I know I must use some property of the prime numbers to reduce the problem to a simpler one, but I can't think of one. Any suggestions/solutions will be appreciated.
The best I could come up with is that :
There may be multiple solutions to it. My first approach was a brute force search for 3 prime numbers that solved this equations. (I know , totally useless)
The second approach was a refinement of the first, to modify the equation to a (a + b) - 120 = c. So now we reduce our brute force variables to just a & b & check if the LHS is prime no for the selected a & b. (If c were to be large, finding out whether the LHS is a prime would take away the advantage gained by reducing the variables from 3 to 2.)
So you see, I am not really going anywhere.
all primes are odd, except 2 - (1)
all primes are positive - (2)
odd - even = odd (3)
(1), (2) => c > 120 and c is odd - (4)
odd * odd = odd - (5)
(3), (4), (5) => c-120 is odd => a(a+b) is odd - (6)
even + odd = odd - (7)
(6) => a is odd, a+b is odd (8)
(7), (8) => b is even => b = 2
So, we have a^2 + 2a = c-120
I couldn't go any further
Let's stipulate that c > 120. That implies c != 2. So the RHS is odd.
Therefore the LHS has to be odd, so a (a + b) has to be odd.
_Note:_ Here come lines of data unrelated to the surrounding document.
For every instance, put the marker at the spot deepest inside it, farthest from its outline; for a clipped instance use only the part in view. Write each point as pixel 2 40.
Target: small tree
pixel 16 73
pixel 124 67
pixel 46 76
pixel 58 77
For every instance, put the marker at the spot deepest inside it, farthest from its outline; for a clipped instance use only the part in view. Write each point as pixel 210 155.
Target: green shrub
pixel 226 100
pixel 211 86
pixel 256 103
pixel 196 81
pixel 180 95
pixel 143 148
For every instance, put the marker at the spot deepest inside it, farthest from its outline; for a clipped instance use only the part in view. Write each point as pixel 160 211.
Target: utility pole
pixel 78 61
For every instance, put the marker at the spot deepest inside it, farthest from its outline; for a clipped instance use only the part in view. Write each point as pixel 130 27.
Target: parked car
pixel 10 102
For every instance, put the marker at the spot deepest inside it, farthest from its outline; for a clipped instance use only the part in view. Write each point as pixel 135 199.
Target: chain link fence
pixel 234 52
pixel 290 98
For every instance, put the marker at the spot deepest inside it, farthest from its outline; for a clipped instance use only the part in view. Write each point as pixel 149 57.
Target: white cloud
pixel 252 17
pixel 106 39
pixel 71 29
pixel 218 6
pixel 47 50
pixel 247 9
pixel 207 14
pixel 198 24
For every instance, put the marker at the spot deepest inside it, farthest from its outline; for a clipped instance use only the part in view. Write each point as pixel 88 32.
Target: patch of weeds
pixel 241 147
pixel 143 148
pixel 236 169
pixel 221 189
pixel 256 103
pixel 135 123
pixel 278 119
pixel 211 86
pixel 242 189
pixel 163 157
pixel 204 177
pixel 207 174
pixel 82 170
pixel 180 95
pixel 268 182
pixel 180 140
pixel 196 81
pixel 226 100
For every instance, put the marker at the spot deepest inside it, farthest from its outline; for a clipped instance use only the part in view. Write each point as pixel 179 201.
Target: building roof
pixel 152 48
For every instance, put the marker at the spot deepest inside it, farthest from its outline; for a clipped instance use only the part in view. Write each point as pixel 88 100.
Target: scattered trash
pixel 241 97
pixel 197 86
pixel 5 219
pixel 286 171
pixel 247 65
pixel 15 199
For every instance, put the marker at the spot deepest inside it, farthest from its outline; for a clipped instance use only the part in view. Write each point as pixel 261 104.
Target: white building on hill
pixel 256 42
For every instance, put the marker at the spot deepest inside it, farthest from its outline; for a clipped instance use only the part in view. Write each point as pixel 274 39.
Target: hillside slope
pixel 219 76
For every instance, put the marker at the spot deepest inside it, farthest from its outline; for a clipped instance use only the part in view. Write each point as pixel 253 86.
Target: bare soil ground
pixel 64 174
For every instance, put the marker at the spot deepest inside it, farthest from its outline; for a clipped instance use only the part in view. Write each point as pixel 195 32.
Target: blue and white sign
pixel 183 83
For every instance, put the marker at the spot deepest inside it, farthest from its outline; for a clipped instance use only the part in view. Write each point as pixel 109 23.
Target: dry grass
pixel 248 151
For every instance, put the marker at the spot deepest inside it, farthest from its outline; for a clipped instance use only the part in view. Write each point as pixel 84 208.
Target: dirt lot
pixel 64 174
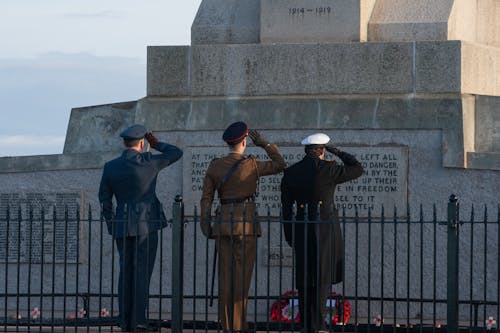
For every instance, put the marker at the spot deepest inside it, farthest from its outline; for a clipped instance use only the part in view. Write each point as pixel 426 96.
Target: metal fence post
pixel 177 263
pixel 452 265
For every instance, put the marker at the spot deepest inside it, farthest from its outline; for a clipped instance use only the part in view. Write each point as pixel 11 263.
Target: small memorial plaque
pixel 36 227
pixel 384 182
pixel 310 21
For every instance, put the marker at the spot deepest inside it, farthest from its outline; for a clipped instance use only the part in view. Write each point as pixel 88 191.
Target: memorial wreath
pixel 286 309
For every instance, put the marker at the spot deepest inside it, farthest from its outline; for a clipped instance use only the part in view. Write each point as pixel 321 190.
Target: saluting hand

So a is odd, and a+b is odd. This only works out if b is even, and b is prime, so b = 2.
So we have a(a+2) = c - 120.
So a^2 + 2a + (120-c) = 0
Using the quadratic formula, solving for a, we get
[-2 +- sqrt(2^2 - 4 * 1 * (120 - c))] / 2
= -1 +- sqrt(1 - (120-c))
= -1 + sqrt(c - 119)
So we need a prime number c, so that c - 119 is a perfect square.
This is a quick calculation with a table of primes.
The smallest one I can find is c = 263, so a = 11, b = 2
It looks like c=443, a=17, b=2 also works.
There don't appear to be any other c values below 1000.
Possibly there are many, many others.